Unfortunately for the campus, this news breaks the same day as the college’s “first-ever Senior Day Employment Symposium” (according to a PDF newsletter from MVC president Bonnie L. Humphrey). Funny how these things seem to happen at the worst of times.

College presidents ponder a ‘rankings revolt’

Some college presidents are mad as hell about the U.S. News & World Report rankings racket and they’re not going to take it anymore. That is, if they can get enough other college presidents to join them in a boycott of the annual U.S. News rankings.

This week’s issue of a U.S. News rival — Time magazine — reports on a move by some college presidents to withdraw from the annual rankings game (see The College Rankings Revolt). But as Time reports, the revolt hasn’t exactly reached critical mass yet.

This year … a small but growing number of schools are starting to fight back. Or preparing to fight back. O.K., contemplating fighting back. The heads of a dozen private colleges are waiting for the final draft of a letter they will probably sign and send within the next few weeks to their counterparts at 570 or so small to midsize schools asking whether they would be willing to pull out of the U.S. News survey, stop filling out part of it, stop advertising their ranking or, most important, help come up with more relevant data to provide as an alternative. Says an early draft: “By acting collectively, we intend to minimize institutional risk and maximize public benefit.” Translation: We can’t afford to go solo.

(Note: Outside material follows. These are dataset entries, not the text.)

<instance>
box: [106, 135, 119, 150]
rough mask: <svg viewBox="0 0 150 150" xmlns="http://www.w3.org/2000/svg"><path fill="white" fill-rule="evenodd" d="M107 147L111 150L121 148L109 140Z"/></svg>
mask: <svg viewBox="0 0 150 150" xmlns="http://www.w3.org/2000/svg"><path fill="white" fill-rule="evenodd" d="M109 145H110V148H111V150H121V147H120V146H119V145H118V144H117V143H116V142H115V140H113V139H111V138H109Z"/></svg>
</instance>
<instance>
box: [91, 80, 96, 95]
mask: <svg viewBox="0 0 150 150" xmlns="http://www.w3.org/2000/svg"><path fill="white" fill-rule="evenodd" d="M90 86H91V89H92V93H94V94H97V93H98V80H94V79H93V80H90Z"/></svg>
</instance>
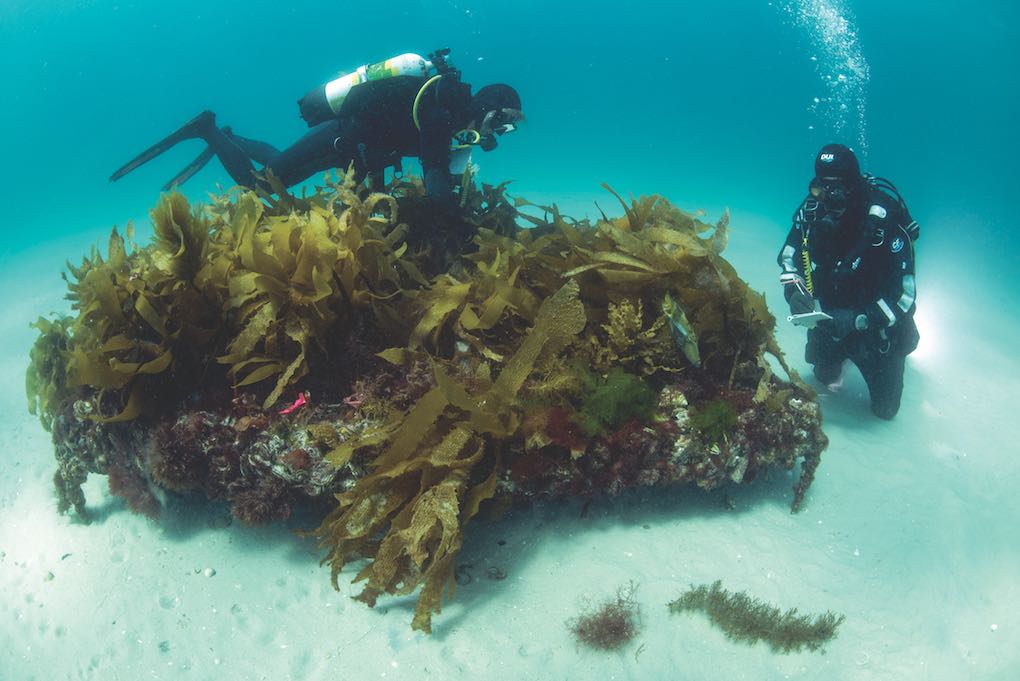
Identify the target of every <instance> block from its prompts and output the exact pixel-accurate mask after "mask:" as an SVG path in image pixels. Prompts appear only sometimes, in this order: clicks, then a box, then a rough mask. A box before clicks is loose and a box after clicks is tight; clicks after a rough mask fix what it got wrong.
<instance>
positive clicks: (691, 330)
mask: <svg viewBox="0 0 1020 681" xmlns="http://www.w3.org/2000/svg"><path fill="white" fill-rule="evenodd" d="M462 192H463V193H464V194H463V196H462V197H461V205H462V206H464V217H463V218H462V219H457V220H454V221H450V218H449V217H446V218H443V219H445V220H446V221H445V222H443V221H439V218H438V217H437V216H436V215H435V214H433V213H432V212H430V208H429V204H428V203H427V201H426V200H425V198H424V196H423V190H422V187H421V184H420V181H417V180H410V181H406V180H405V181H402V182H400V184H398V185H395V186H393V187H391V188H390V193H389V194H373V195H369V196H364V194H363V193H360V194H359V190H358V188H356V187H355V186H354V184H353V180H352V178H351V176H350V175H348V176H347V177H345V178H343V179H342V180H341V181H339V182H335V184H329V185H328V186H327V187H326V188H324V189H321V190H319V191H317V192H316V193H315V194H314V195H312V196H311V197H305V198H300V199H299V198H297V197H293V196H290V195H288V194H287V193H286V192H285V191H284V190H283V188H277V193H276V196H274V197H273V196H269V195H262V196H256V195H254V194H251V193H240V194H233V193H232V194H230V195H225V196H221V197H216V198H214V201H213V203H212V204H211V205H209V206H205V207H201V208H192V207H191V206H189V205H188V202H187V201H186V200H185V199H184V197H182V196H180V195H176V194H170V195H167V196H166V197H164V198H163V199H162V200H161V202H160V204H159V206H157V208H156V209H155V210H154V211H153V213H152V217H153V222H154V226H155V232H156V238H155V240H154V241H153V243H152V244H151V245H149V246H146V247H139V246H137V245H135V244H134V243H133V241H132V238H131V231H130V230H129V233H127V238H126V240H125V239H123V238H121V237H120V235H119V234H118V233H117V232H116V231H115V230H114V232H113V233H112V234H111V237H110V240H109V245H108V249H107V254H106V256H105V257H104V256H103V255H102V254H101V253H99V251H98V250H95V249H94V250H93V252H92V253H91V254H90V256H89V257H87V258H85V259H84V260H83V262H82V264H81V266H69V276H68V277H67V278H68V286H69V298H70V300H71V301H72V307H73V311H74V315H73V316H70V317H62V318H58V319H55V320H51V321H47V320H40V321H38V322H37V323H36V327H37V328H38V329H39V330H40V337H39V341H38V342H37V344H36V347H35V349H34V350H33V354H32V363H31V366H30V368H29V373H28V380H27V386H28V392H29V401H30V408H31V409H32V410H33V412H34V413H38V414H39V416H40V418H41V420H42V422H43V424H44V426H46V427H47V428H49V429H50V430H51V431H52V433H53V439H54V444H55V448H56V454H57V464H58V471H57V474H56V476H55V481H56V483H57V490H58V494H59V506H60V510H61V511H69V510H70V509H73V510H74V511H75V512H77V513H79V514H81V515H84V514H85V513H86V510H87V506H86V500H85V497H84V495H83V494H82V490H81V484H82V482H83V481H84V480H85V479H86V477H87V476H88V475H89V474H90V473H99V474H104V475H108V476H109V477H110V480H111V489H112V490H113V491H114V493H118V494H121V495H123V496H124V497H125V500H126V502H127V504H129V506H130V507H131V508H132V509H134V510H138V511H140V512H144V513H148V514H150V515H155V514H156V513H158V509H159V505H158V499H159V497H160V495H161V494H163V493H202V494H204V495H206V496H208V497H210V499H220V500H225V501H226V502H228V503H230V504H231V507H232V509H233V512H234V515H235V516H236V517H237V518H238V519H240V520H241V521H243V522H246V523H252V524H258V523H265V522H270V521H274V520H279V519H284V518H287V517H288V516H289V515H290V513H291V510H292V509H293V508H294V506H295V505H296V504H308V503H311V504H312V505H315V508H321V509H322V522H321V525H320V526H319V527H318V528H317V529H316V530H314V531H313V532H312V534H313V535H314V536H315V537H317V538H318V540H319V541H320V543H321V545H322V548H323V551H324V552H325V562H327V563H329V565H330V568H331V573H333V579H334V582H335V583H336V581H337V580H338V578H339V575H340V573H341V571H342V570H343V568H344V567H345V566H346V565H347V564H348V563H350V562H351V561H352V560H355V559H359V558H367V559H369V560H368V562H367V564H366V566H365V567H364V568H363V569H362V570H361V571H360V572H359V573H358V574H357V575H355V580H356V581H363V582H364V583H365V584H364V591H363V592H362V594H361V596H360V597H361V599H362V600H364V601H365V603H367V604H368V605H373V604H374V603H375V600H376V598H377V597H378V596H379V595H382V594H396V593H411V592H414V591H416V590H418V592H419V603H418V609H417V612H416V613H415V616H414V621H413V626H414V627H415V628H418V629H422V630H425V631H428V630H430V626H431V617H432V615H435V614H437V613H439V612H440V608H441V605H442V600H443V596H444V594H445V593H451V594H452V591H453V586H454V580H453V576H454V575H453V569H454V562H455V559H456V556H457V552H458V551H459V549H460V546H461V544H462V542H463V537H464V528H465V526H466V525H467V523H468V521H469V520H470V519H471V518H473V517H474V516H475V515H476V514H477V513H478V512H479V510H480V509H481V508H482V507H483V506H484V505H487V504H490V505H493V504H495V505H496V506H500V505H502V504H504V503H505V502H506V501H510V500H533V499H539V497H549V496H564V495H575V496H578V495H579V496H589V495H592V494H598V493H609V494H617V493H620V492H621V491H623V490H624V489H626V488H628V487H636V486H651V485H666V484H675V483H686V482H690V483H695V484H698V485H700V486H702V487H705V488H709V489H710V488H714V487H717V486H720V485H723V484H734V483H743V482H751V481H752V480H754V479H755V478H756V477H757V475H758V474H759V473H761V472H763V471H767V470H769V469H775V468H778V469H786V470H789V469H793V468H794V467H795V466H796V465H797V464H798V463H799V462H800V463H802V470H803V473H802V476H801V480H800V482H799V483H798V484H797V486H796V489H795V494H794V501H793V508H794V509H795V510H796V509H797V508H798V507H799V506H800V505H801V503H802V501H803V499H804V495H805V492H806V491H807V487H808V485H809V484H810V481H811V477H812V475H813V473H814V470H815V468H816V467H817V465H818V462H819V459H820V455H821V452H822V451H823V450H824V448H825V446H826V443H827V440H826V438H825V435H824V433H823V432H822V430H821V426H820V422H821V419H820V413H819V409H818V405H817V403H816V402H815V401H814V395H813V392H812V391H811V390H810V389H809V388H808V387H807V386H805V385H804V384H803V383H802V382H801V381H800V379H799V378H798V377H797V376H796V375H793V374H790V372H789V370H788V368H787V367H786V365H785V363H784V362H783V359H782V355H781V353H780V352H779V351H778V349H777V347H776V344H775V339H774V336H773V328H774V324H775V320H774V318H773V317H772V316H771V315H770V314H769V312H768V310H767V308H766V305H765V301H764V298H763V297H762V296H761V295H760V294H758V293H756V292H753V291H751V290H750V289H749V287H748V285H747V284H746V283H745V282H744V281H743V280H742V279H741V278H739V277H738V276H737V275H736V273H735V271H734V270H733V268H732V267H731V266H730V265H729V263H728V262H726V260H725V259H723V258H722V255H721V253H722V251H723V248H724V247H725V245H726V228H727V226H728V214H727V215H726V216H724V217H723V219H720V220H719V221H718V223H717V224H716V225H714V226H712V225H709V224H706V223H704V222H702V221H700V220H699V219H697V217H696V216H694V215H691V214H687V213H684V212H683V211H680V210H679V209H677V208H675V207H673V206H671V205H670V204H669V203H668V202H666V201H665V200H663V199H660V198H659V197H656V196H653V197H642V198H641V199H640V200H632V201H631V202H630V204H627V203H625V202H622V200H621V203H623V208H624V213H625V215H624V217H621V218H617V219H608V218H606V219H603V220H599V221H597V222H595V223H591V222H589V221H574V220H570V219H568V218H565V217H563V216H562V215H561V214H560V213H559V211H558V210H557V208H556V207H555V206H548V207H539V208H540V209H541V210H542V212H543V213H544V216H543V217H542V218H539V217H535V216H534V215H533V212H534V211H533V208H534V207H531V208H532V210H531V211H529V213H530V214H525V213H522V212H519V208H521V207H523V206H526V205H528V204H527V203H526V202H524V201H522V200H516V201H515V202H511V201H510V200H508V198H507V197H506V195H505V186H499V187H495V188H494V187H489V186H482V187H481V188H480V190H479V189H475V188H471V187H470V186H467V185H465V186H464V187H463V188H462ZM617 198H618V197H617ZM522 220H527V221H529V222H531V223H532V226H533V228H527V229H521V228H519V227H518V222H520V221H522ZM767 355H771V356H772V357H773V358H774V360H775V362H776V363H777V364H778V366H780V367H782V369H783V370H784V371H785V372H786V374H787V379H785V380H783V379H780V378H779V377H777V376H775V375H773V372H772V369H771V366H772V364H770V362H769V361H767V358H766V356H767ZM156 492H158V493H156Z"/></svg>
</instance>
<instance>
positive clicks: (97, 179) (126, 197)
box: [0, 0, 1020, 283]
mask: <svg viewBox="0 0 1020 681" xmlns="http://www.w3.org/2000/svg"><path fill="white" fill-rule="evenodd" d="M288 4H289V5H290V6H289V7H284V6H282V5H281V4H278V3H275V2H264V1H261V0H254V1H252V2H245V3H235V2H222V3H212V2H194V1H192V0H185V1H183V2H177V3H174V5H173V7H172V9H169V8H163V6H162V5H159V4H157V3H154V2H126V1H119V0H91V1H80V2H73V3H71V2H55V1H50V2H45V1H44V2H39V1H33V2H29V1H28V0H7V1H6V2H4V3H3V6H2V7H0V67H2V68H3V72H4V73H5V85H4V88H5V90H6V92H5V93H4V100H3V101H4V104H3V106H2V107H0V126H2V127H0V128H2V129H3V130H5V132H6V135H5V137H6V140H5V143H4V159H3V163H2V164H0V187H2V188H3V189H2V192H3V195H4V197H5V198H6V199H7V200H6V201H5V225H6V230H5V232H6V234H7V237H8V239H7V243H6V246H7V248H9V249H13V250H16V249H17V248H18V247H19V246H21V245H23V244H25V243H30V242H36V241H38V240H39V238H40V234H54V233H59V232H62V231H66V230H80V229H86V230H91V229H95V230H97V231H102V230H104V229H105V227H106V226H108V225H111V224H114V223H122V222H123V221H124V220H126V219H127V218H130V217H136V216H138V215H144V214H145V211H146V209H147V208H148V206H150V205H151V204H152V203H153V197H154V193H155V192H156V191H157V190H158V188H159V187H160V186H161V185H162V182H163V181H165V180H166V179H167V178H168V177H169V176H170V174H171V173H172V172H174V171H175V170H176V168H177V167H179V166H180V165H183V164H184V163H186V162H187V161H188V160H190V159H191V157H192V156H193V155H194V154H196V153H197V150H196V149H195V148H194V147H188V148H185V149H181V150H180V151H177V153H176V154H169V155H167V156H166V157H164V158H163V159H160V161H158V162H155V163H152V164H150V165H149V166H147V167H146V168H144V169H143V170H140V171H137V172H136V173H134V174H133V175H131V176H129V177H127V178H125V179H124V180H121V182H119V184H117V185H113V186H108V185H107V182H106V177H107V176H108V175H109V172H110V171H111V170H112V169H113V168H115V167H117V166H119V165H120V164H121V163H122V162H123V161H124V160H125V159H126V158H130V157H131V156H133V155H134V154H135V153H137V151H138V150H139V149H140V148H143V147H145V146H147V145H148V144H150V143H151V142H153V141H154V140H156V139H158V138H159V137H162V136H163V135H164V134H165V133H166V132H168V130H170V129H172V128H174V127H176V126H177V125H179V124H181V122H183V121H184V120H187V119H188V118H190V117H191V116H192V115H194V114H195V113H196V112H197V111H199V110H201V109H202V108H211V109H213V110H214V111H216V112H217V114H218V115H219V119H220V120H221V121H222V122H223V123H226V124H231V125H233V126H234V128H235V130H237V132H239V133H241V134H244V135H250V136H251V137H254V138H261V139H266V140H268V141H271V142H272V143H274V144H275V145H277V146H281V147H282V146H285V145H287V144H288V143H289V142H290V141H292V140H294V139H296V138H297V137H298V136H299V135H301V134H302V133H303V132H304V129H305V127H304V123H303V122H302V121H301V120H300V119H299V118H298V115H297V108H296V105H295V101H296V100H297V99H298V98H299V97H300V96H301V95H302V94H304V93H305V92H306V91H307V90H308V89H310V88H311V87H313V86H314V85H316V84H317V83H320V82H322V81H324V80H326V78H328V77H329V76H330V75H331V74H333V73H334V72H336V71H338V70H342V69H350V68H352V67H354V66H357V65H358V64H360V63H364V62H366V61H372V60H376V59H381V58H386V57H388V56H390V55H392V54H397V53H400V52H405V51H417V52H427V51H430V50H432V49H433V48H437V47H440V46H450V47H452V48H453V50H454V57H455V60H456V62H457V63H458V64H459V65H460V67H461V68H462V69H463V71H464V77H465V80H467V81H468V82H470V83H472V84H475V85H483V84H486V83H489V82H510V83H512V84H513V85H515V86H516V87H517V88H518V89H519V90H520V92H521V94H522V97H523V100H524V106H525V109H526V112H527V115H528V123H527V125H526V126H525V127H524V129H523V130H522V132H521V134H520V135H519V136H517V139H513V140H508V141H507V142H506V144H504V145H503V146H502V148H501V149H500V150H499V151H498V152H497V153H495V154H492V155H488V156H484V157H483V158H481V159H480V162H481V164H482V169H483V171H484V176H486V177H487V178H490V179H497V178H499V179H502V178H506V177H511V178H515V179H516V182H515V185H514V187H515V188H516V190H517V192H518V193H520V194H523V195H531V194H543V195H550V196H556V197H563V198H564V199H565V198H568V197H569V196H570V195H578V194H593V195H597V194H599V193H600V192H601V190H600V189H599V182H601V181H609V182H610V184H612V185H613V186H614V187H616V188H617V189H619V190H620V191H622V192H633V193H634V194H643V193H652V192H660V193H664V194H666V195H667V196H668V197H669V198H671V199H672V200H674V201H675V202H677V203H679V204H681V205H687V206H692V207H698V206H707V207H715V206H720V207H721V206H722V205H730V206H734V207H736V208H739V207H748V208H749V209H753V210H754V211H755V212H758V213H762V214H767V215H770V216H774V217H775V219H776V220H777V221H779V222H784V221H785V219H786V218H787V216H788V214H789V213H790V212H792V211H793V208H794V207H796V205H797V203H798V201H799V199H800V197H801V195H802V193H803V191H804V187H805V185H806V182H807V179H808V177H809V175H810V161H811V157H812V154H813V153H814V151H816V150H817V148H818V147H820V146H821V145H822V144H824V143H826V142H829V141H832V140H838V141H841V142H846V143H847V144H850V145H851V146H853V147H855V148H856V149H858V151H859V152H861V154H862V156H863V161H864V166H865V167H866V168H867V169H870V170H871V171H873V172H876V173H878V174H882V175H885V176H888V177H890V178H892V179H894V181H896V182H897V184H898V185H899V186H900V188H901V189H902V190H903V192H904V194H905V195H906V197H907V198H908V201H909V202H910V204H911V207H912V210H913V212H914V214H915V216H916V217H917V218H918V219H919V220H920V221H921V223H922V224H923V225H925V226H926V227H927V229H926V230H925V250H926V251H927V252H928V255H927V257H928V258H929V260H931V259H934V256H932V255H931V253H932V252H935V253H936V254H938V255H940V254H942V253H946V254H947V255H948V254H949V253H951V252H952V253H957V254H959V248H960V247H963V248H964V249H967V250H968V251H967V253H968V256H971V255H972V256H977V257H980V259H981V264H980V267H979V269H981V270H985V269H996V270H1001V271H1002V272H1004V273H1005V274H1006V275H1007V276H1009V277H1010V281H1011V283H1015V282H1016V281H1017V279H1016V275H1015V274H1013V272H1014V271H1015V270H1016V267H1015V265H1016V263H1017V259H1016V255H1015V253H1016V249H1015V248H1012V247H1013V246H1014V245H1015V241H1014V240H1015V239H1016V237H1014V234H1015V233H1016V229H1014V228H1012V224H1011V220H1012V218H1011V213H1012V212H1013V210H1012V209H1011V208H1010V205H1011V201H1014V200H1015V197H1017V196H1018V190H1020V186H1018V176H1020V173H1018V171H1017V158H1018V157H1020V135H1018V133H1017V127H1016V123H1015V121H1016V119H1017V117H1018V113H1020V102H1018V95H1017V88H1016V87H1015V86H1016V75H1015V69H1016V66H1017V64H1020V48H1018V44H1020V41H1017V40H1016V38H1017V25H1018V13H1020V10H1018V9H1017V6H1016V4H1015V3H1010V2H1007V1H1005V0H1002V1H996V2H980V3H966V2H962V1H960V0H951V1H949V2H939V3H926V2H889V3H871V2H868V3H854V2H841V1H838V0H798V1H793V0H786V1H780V0H776V1H774V2H767V1H764V0H729V1H724V2H718V3H674V2H665V1H661V2H660V1H658V0H656V1H646V2H636V3H633V5H632V7H631V8H629V9H626V8H624V6H623V5H622V4H619V5H616V4H610V3H579V2H564V3H549V2H538V1H534V0H522V1H521V0H518V1H516V2H509V3H489V2H483V3H482V2H473V3H472V2H442V1H440V2H422V1H418V2H402V3H397V5H396V6H395V7H394V8H392V9H391V8H389V7H387V6H385V5H380V6H379V7H378V8H372V7H371V5H370V4H368V3H358V4H356V5H352V6H349V7H348V6H347V3H322V2H304V1H300V0H299V1H297V2H293V3H288ZM812 15H816V16H818V17H819V18H814V16H812ZM841 19H849V20H850V22H849V23H848V24H846V27H844V24H843V22H841ZM845 28H846V30H844V29H845ZM840 76H843V77H846V78H847V81H846V82H845V83H835V85H833V78H834V80H836V81H838V78H839V77H840ZM815 98H818V99H819V100H821V102H820V103H815V101H814V100H815ZM826 100H827V101H826ZM196 144H197V143H196ZM212 165H215V164H211V166H210V169H209V170H207V171H206V172H205V173H203V174H202V175H200V176H198V177H196V178H195V179H194V180H192V181H191V182H190V184H189V185H188V187H187V190H188V192H189V194H190V195H192V196H194V197H197V198H202V197H203V196H204V193H205V191H206V190H208V189H210V188H212V186H213V184H214V182H216V181H220V182H228V177H227V176H226V175H225V173H223V172H222V171H221V170H220V169H219V168H218V167H217V168H215V169H213V168H212ZM54 200H55V201H59V204H60V205H61V206H63V207H64V209H63V210H61V211H60V212H58V213H55V212H52V211H51V210H41V207H42V206H44V205H52V201H54ZM1004 240H1005V241H1004ZM1004 247H1005V248H1004ZM771 255H772V254H764V256H765V257H771Z"/></svg>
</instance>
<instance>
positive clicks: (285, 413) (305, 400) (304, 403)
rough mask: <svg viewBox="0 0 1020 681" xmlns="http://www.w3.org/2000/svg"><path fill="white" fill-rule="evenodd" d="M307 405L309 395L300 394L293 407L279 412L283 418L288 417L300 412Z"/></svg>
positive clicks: (287, 407)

The article notes that Reed College dropped out of the ratings game back in 1995 and, while U.S. News dropped Reed from the second to the fourth quartile, “the iconoclastic school has suffered no shortage of qualified applicants.” In fact, the school reports that its applications have reached an all-time high, so perhaps turning its back to the rankers was a smart move.

It will be interesting to see how this latest rankings revolt turns out. If it turns out at all.